Nelly Jimenez, M.A., diplômée du Master of Arts in Counseling : Art Therapy à Chicago, est art-thérapeute en hospitalisation et en ambulatoire à Riverside Healthcare à Kankakee, dans l'Illinois. Mme Jimenez a développé le premier programme d'art-thérapie du groupe médical, qui s'adresse à un large éventail de patients, de la pédiatrie à la gériatrie.
Pour lancer le nouveau programme, elle a dirigé au début de l'année une exposition d'art intitulée "Shadow & Light", créée avec des patients pour sensibiliser à l'importance des soins de santé mentale. L'exposition s'est tenue dans la cafétéria de l'hôpital et a clôturé le mois de sensibilisation à la santé mentale en mai. Elle raconte comment l'exposition a encouragé les patients à voir "la lumière" en eux.
Le but de l'exposition était de permettre aux patients de découvrir ce qu'est la "lumière" en eux, ainsi que ce qu'est "l'ombre", comme l'a décrit le psychologue Carl Jung. Selon lui, chacun porte une ombre, et moins elle est incarnée dans la vie consciente de l'individu, plus elle est noire et dense. Elle forme un obstacle inconscient qui contrecarre nos meilleures intentions. Les œuvres d'art que nous avons réalisées avec les patients ont été exposées sur des chevalets et accrochées aux murs avec leurs déclarations d'artistes. C'était une entreprise immense, et j'ai pu organiser une exposition en un mois.
Pendant le spectacle, j'ai demandé à chacun des clients de regarder à l'intérieur de soi et de visualiser l'endroit où ils sentent qu'ils détiennent leurs propres ombres. S'agit-il de ce vers quoi ils tendent la main, de sorte qu'ils la sentent dans leurs mains ? Ou bien sentent-ils que leurs pensées abritent les parties les plus sombres, de sorte qu'ils diraient que leur ombre se trouve dans leur tête ? Ou peut-être s'agit-il de la direction que prend leur vie, et ils diront alors que leur ombre se trouve dans leurs pieds.
Après avoir identifié et validé l'endroit où se trouve leur ombre, j'ai placé le papier sur le mur et j'ai demandé au client de s'asseoir face au papier, puis de tracer son ombre tandis qu'une lumière brillait derrière lui. La création de cet espace pour les ombres a été profondément émouvante pour les patients.

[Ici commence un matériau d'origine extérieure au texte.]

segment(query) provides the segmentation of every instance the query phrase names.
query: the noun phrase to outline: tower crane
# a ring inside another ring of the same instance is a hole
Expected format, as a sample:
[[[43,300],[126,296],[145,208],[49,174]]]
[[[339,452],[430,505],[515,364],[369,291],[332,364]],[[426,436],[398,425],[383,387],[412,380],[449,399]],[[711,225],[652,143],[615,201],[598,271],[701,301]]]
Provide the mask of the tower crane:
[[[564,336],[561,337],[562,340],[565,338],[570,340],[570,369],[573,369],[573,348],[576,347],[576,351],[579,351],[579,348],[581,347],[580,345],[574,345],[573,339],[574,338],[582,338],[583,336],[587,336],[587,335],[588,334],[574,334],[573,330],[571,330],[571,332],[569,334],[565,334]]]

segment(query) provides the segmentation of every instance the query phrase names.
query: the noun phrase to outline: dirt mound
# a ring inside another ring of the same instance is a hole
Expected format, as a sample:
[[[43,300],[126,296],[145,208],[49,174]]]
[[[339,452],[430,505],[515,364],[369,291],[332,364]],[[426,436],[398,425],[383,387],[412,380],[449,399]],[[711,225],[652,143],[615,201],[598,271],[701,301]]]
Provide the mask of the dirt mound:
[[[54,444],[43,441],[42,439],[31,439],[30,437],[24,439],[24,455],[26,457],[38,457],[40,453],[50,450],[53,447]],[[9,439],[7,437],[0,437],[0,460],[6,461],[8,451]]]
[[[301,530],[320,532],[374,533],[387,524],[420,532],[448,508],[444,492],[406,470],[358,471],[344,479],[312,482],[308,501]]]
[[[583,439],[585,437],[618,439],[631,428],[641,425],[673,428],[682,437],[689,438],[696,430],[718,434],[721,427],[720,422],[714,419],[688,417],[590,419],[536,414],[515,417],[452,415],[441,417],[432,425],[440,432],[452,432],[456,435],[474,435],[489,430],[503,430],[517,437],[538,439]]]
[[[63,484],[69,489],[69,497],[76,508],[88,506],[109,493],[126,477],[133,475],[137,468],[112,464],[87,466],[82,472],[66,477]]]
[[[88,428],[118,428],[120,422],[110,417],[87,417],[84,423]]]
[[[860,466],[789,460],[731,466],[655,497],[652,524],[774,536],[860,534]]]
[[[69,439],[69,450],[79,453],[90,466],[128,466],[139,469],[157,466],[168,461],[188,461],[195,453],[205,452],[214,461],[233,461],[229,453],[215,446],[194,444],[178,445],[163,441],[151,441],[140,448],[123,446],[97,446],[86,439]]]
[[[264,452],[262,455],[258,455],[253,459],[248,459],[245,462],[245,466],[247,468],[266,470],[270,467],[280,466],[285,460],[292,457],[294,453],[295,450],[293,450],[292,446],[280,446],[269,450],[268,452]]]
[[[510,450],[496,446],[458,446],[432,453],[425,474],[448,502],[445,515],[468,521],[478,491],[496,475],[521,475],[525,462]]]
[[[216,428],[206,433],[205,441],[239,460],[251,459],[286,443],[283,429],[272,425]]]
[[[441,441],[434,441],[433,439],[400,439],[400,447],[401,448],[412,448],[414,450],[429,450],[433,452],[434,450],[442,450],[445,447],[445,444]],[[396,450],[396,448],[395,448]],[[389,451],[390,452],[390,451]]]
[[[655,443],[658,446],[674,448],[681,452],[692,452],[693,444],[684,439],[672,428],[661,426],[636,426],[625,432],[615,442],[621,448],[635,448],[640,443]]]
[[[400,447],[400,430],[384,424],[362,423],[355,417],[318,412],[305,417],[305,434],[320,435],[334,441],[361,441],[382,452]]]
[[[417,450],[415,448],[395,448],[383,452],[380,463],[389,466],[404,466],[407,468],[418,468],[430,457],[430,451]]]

Il était important de s'asseoir avec les ombres pendant une session entière, car chacun a complété cette partie et a révélé les ombres qu'il traversait en ce moment. La consigne était de travailler d'abord sur l'ombre. Dans cet espace, nous avons reconnu les ombres des autres membres du groupe. Cela a suscité beaucoup d'émotions et c'est à ce moment-là que le travail thérapeutique s'est produit - quelque chose s'est déplacé dans la pièce et a permis à ce projet artistique de devenir réel.
La deuxième et dernière session était consacrée à la lumière, aux parties qui contiennent l'ombre et la rendent supportable. La lumière est un exemple des personnes, des lieux et des choses qui apportent au patient du réconfort, un sentiment d'utilité et de la bienveillance. L'ambiance a immédiatement changé, les patients révélant à quel point la pièce se sentait mieux lorsque la lumière était présente. Le message de cette expérience est édifiant : Même lorsqu'il est difficile de voir la lumière parce qu'on est concentré sur l'ombre, on peut croire que la lumière est autour de nous. Cela a aidé les patients à sentir qu'ils n'étaient pas d'abord perçus par leur maladie mentale.
À l'université Adler, j'ai appris ce concept d'encouragement à l'autonomisation durable par l'art, ainsi que l'importance des conditions matérielles de l'art, la façon de créer une structure de flux thérapeutique et la manière la plus aimable d'inclure les nouveaux arrivants dans le processus thérapeutique. L'art-thérapie engage l'esprit, le corps et l'âme d'une manière différente de la seule articulation verbale ; elle peut contourner les limites du langage. L'université Adler m'a permis de découvrir que l'expression visuelle et symbolique donne une voix à l'expérience et permet une transformation individuelle, communautaire et sociétale.